**Difference between QFE, QNH and QFF **

QFE is the pressure at the station (or aerodrome) level.

QNH is the mean sea level pressure, derived by applying ICAO’s standard atmosphere corrections to QFE.

QFF is the mean sea level pressure, derived by taking into account the actual temperature conditions.

e.g. If an airfield is 270 ft above sea level and the pressure here is 1000 mb then 1000 is the QFE.

Sea level is below the airfield so sea level pressure will be more than the airfield pressure.

Sea level pressure can be calculated by using the standard lapse rate of 1 mb per 27 feet.

270 / 27 = 10 mb

Thus seal level pressure will be 1000 + 10 = 1010 (10 more than 1000). This is the QNH.

In cold and dense air, pressure changes more rapidly.

Considering the above example, in case of colder than standard temerature, the pressure change will be more than 10 mb (as calculated above).

Assuming that the change in pressure is 20 mb, the pressure will now be 1000 + 20 = 1020 mb. This is QFF.

Thus in colder than standard temperature QFF is more than QNH.

In warm and less dense air, pressure changes less rapidly.

If by applying the standard lapse rate, the pressure change was 10 mb, then for warmer than standard temperature it will be less than 10. Assume it to be 5 mb.

So if QNH is 1000 + 10 = 1010 by applying the standard lapse rate, then QFF will be 1000 + 5 = 1005 when temperature is warmer than standard.

That means QFF is less than QNH in warmer than standard temperature.

However for an airfield below mean sea level things are opposite.

e.g. If an airfield is 270 ft below sea level and the pressure here is 1000 mb then 1000 is the QFE.

Sea level is above the airfield so sea level pressure will be less than the airfield pressure.

Sea level pressure can be calculated by using the standard lapse rate of 1 mb per 27 feet.

270 / 27 = 10 mb

Thus seal level pressure will be 1000 – 10 = 990 mb (10 less than 1000). This is the QNH.

In cold and dense air, pressure changes more rapidly.

Thus in case of colder than standard temerature, the pressure change will be more than 10 mb (as calculated above).

Assuming that the change in pressure is 20 mb, the pressure will now be 1000 – 20 = 980 mb.

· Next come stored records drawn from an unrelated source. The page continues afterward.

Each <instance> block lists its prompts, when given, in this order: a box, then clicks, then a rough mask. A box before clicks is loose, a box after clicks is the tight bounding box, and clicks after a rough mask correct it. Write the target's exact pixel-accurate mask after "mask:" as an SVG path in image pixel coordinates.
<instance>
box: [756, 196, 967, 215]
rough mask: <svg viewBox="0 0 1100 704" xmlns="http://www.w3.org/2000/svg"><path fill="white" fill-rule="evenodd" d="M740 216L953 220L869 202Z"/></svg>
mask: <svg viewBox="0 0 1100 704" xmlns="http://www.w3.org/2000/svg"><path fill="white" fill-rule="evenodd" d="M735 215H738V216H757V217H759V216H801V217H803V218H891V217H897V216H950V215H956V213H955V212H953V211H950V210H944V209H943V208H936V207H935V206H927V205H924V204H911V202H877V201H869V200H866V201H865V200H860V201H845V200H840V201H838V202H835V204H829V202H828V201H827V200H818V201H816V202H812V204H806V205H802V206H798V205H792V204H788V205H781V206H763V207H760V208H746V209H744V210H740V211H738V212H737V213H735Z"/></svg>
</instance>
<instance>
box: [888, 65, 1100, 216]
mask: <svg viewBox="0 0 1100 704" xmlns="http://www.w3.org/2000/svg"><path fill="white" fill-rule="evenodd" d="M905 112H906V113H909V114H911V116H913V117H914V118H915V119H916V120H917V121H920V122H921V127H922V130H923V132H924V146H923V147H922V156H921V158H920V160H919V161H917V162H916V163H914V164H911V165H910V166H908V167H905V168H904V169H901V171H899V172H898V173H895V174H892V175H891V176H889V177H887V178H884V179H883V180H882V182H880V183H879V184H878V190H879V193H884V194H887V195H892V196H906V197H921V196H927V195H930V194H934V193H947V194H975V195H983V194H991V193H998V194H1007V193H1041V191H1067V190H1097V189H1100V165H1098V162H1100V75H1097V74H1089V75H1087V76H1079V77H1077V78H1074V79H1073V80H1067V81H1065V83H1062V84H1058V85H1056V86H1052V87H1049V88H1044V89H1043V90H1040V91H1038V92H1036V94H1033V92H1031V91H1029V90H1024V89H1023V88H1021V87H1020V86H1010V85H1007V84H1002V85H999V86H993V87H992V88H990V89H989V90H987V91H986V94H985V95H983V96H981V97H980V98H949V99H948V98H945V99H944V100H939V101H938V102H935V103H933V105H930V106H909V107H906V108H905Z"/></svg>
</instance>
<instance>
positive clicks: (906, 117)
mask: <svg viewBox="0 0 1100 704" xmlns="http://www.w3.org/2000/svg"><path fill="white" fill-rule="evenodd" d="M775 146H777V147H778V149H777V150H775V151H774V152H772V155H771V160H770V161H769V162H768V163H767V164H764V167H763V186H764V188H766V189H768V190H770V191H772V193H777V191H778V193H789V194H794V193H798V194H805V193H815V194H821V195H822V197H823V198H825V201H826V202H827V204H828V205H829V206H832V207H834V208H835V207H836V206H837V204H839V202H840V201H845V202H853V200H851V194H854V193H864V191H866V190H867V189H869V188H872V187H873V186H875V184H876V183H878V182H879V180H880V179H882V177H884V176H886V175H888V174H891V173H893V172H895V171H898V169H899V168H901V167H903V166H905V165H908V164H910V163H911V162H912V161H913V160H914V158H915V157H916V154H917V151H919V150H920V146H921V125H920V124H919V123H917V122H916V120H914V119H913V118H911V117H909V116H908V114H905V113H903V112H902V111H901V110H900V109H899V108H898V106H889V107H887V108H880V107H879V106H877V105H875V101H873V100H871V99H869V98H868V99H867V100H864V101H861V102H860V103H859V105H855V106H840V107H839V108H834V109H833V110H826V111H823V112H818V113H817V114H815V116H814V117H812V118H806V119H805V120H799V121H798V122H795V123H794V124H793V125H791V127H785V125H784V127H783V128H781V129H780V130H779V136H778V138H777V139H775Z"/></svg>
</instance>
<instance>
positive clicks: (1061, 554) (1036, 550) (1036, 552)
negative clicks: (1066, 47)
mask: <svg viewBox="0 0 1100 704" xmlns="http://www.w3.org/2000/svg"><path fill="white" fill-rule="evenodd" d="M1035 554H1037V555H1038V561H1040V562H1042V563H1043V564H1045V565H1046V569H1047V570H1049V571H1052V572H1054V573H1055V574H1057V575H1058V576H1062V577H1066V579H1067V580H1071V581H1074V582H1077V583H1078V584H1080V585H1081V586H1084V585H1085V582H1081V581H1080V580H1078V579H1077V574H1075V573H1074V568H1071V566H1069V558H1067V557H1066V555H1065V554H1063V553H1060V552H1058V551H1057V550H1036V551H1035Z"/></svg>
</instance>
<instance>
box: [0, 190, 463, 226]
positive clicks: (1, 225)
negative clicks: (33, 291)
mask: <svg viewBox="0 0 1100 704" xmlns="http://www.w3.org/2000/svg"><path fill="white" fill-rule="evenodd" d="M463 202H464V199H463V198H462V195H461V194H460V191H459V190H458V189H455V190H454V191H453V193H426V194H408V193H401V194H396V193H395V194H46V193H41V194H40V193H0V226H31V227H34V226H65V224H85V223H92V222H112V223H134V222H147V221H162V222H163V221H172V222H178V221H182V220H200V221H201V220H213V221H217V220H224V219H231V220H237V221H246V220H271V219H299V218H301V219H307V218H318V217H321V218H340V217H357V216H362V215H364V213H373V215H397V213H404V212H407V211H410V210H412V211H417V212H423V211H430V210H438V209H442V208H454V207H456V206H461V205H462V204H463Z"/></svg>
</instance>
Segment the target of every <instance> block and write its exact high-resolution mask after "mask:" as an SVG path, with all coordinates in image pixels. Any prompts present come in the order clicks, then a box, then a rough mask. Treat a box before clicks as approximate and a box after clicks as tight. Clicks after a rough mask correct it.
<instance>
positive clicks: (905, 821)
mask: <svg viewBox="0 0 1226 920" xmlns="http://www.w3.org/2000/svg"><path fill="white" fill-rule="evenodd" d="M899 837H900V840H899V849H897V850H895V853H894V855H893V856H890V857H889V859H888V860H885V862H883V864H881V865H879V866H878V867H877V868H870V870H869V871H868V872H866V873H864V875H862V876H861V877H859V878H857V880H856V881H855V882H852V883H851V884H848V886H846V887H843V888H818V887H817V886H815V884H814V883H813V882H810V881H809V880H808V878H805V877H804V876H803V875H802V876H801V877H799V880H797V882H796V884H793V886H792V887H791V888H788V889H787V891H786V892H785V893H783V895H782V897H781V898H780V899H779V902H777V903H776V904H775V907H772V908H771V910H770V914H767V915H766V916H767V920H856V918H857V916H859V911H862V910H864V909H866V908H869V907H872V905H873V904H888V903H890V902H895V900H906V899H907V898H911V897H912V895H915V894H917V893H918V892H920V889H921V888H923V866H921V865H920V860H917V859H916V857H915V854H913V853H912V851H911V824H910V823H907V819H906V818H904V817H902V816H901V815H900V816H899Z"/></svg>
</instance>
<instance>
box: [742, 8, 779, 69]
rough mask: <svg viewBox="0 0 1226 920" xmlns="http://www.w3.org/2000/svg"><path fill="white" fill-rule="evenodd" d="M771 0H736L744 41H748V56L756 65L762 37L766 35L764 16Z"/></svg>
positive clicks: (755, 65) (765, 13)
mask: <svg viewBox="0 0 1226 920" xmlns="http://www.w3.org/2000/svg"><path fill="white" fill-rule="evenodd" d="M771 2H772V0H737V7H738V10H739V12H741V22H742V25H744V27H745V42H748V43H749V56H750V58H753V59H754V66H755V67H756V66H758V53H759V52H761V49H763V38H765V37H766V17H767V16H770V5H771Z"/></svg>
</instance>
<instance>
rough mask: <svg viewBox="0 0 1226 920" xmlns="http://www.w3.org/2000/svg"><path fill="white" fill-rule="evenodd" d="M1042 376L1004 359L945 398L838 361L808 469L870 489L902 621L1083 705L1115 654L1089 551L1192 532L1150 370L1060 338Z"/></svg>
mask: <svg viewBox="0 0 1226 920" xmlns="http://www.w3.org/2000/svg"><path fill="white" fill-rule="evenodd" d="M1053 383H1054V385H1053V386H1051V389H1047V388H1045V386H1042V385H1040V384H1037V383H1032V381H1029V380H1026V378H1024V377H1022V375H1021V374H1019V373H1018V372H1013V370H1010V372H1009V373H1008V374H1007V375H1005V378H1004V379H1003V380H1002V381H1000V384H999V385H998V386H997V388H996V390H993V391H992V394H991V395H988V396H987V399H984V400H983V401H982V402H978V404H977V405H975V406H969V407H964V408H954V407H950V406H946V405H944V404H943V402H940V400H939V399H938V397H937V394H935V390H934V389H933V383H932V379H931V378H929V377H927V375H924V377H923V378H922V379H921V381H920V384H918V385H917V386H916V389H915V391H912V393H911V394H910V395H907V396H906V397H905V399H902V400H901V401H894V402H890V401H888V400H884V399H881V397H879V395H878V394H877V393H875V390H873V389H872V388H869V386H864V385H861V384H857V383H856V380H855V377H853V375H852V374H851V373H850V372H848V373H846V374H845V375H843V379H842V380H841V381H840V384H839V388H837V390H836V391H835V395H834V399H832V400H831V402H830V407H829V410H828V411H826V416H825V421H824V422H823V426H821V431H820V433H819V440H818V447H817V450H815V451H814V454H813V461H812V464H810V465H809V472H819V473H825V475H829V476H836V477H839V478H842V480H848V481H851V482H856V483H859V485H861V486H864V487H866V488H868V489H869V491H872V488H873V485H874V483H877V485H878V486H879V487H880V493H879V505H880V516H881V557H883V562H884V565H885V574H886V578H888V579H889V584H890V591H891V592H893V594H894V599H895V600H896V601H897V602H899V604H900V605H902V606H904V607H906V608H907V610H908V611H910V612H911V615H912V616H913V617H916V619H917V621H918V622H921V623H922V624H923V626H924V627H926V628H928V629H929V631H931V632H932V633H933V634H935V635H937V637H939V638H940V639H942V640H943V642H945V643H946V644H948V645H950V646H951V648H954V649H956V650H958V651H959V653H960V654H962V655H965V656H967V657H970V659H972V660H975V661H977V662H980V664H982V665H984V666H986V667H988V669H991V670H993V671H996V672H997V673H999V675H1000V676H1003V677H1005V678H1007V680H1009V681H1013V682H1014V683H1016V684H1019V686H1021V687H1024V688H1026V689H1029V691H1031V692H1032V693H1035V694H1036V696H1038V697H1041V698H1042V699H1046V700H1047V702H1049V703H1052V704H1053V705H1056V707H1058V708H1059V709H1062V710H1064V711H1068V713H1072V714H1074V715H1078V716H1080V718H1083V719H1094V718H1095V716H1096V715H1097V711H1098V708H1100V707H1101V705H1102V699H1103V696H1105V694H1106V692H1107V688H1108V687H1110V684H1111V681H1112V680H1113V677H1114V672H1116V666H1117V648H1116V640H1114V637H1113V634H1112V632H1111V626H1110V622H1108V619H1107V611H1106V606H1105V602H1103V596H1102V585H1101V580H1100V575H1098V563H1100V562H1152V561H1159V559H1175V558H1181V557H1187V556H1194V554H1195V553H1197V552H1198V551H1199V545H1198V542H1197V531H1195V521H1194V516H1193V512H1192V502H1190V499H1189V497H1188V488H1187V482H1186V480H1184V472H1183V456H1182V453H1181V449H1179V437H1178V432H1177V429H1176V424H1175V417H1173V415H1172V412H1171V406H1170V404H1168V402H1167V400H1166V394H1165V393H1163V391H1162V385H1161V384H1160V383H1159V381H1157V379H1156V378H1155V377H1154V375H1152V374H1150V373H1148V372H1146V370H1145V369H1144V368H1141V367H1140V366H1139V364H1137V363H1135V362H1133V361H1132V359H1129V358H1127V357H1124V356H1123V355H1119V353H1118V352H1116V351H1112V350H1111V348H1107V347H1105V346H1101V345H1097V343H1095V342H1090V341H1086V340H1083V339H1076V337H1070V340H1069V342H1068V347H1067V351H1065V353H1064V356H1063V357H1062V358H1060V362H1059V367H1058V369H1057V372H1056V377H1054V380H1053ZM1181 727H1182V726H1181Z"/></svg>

This is QFF.

Thus in colder than standard temperature QFF is less than QNH.

In warm and less dense air, pressure changes less rapidly.

If by applying the standard lapse rate, the pressure change was 10 mb, then for warmer than standard temperature it will be less than 10. Assume it to be 5 mb.

So if QNH is 1000 – 10 = 990 by applying the standard lapse rate, then QFF will be 1000 – 5 = 995 when temperature is warmer than standard.

That means QFF is more than QNH in warmer than standard temperature.

To summarize:

If the temp = ISA conditions, then QNH = QFF.

1) For above MSL case:

If the temp > ISA then QNH > QFF

If the temp < ISA then QNH < QFF

2) For below MSL case:

If the temp > ISA then QNH < QFF

If the temp < ISA then QNH > QFF

For exams, the only thing that needs to be memorized is the above MSL case in warmer than ISA conditions i.e.

If temp > ISA then QNH > QFF (arrows point in the same direction).

The rest you can reproduce yourself i.e.

If temp < ISA then reverse the sign (QNH < QFF).

The below MSL case is then opposite of the above MSL case.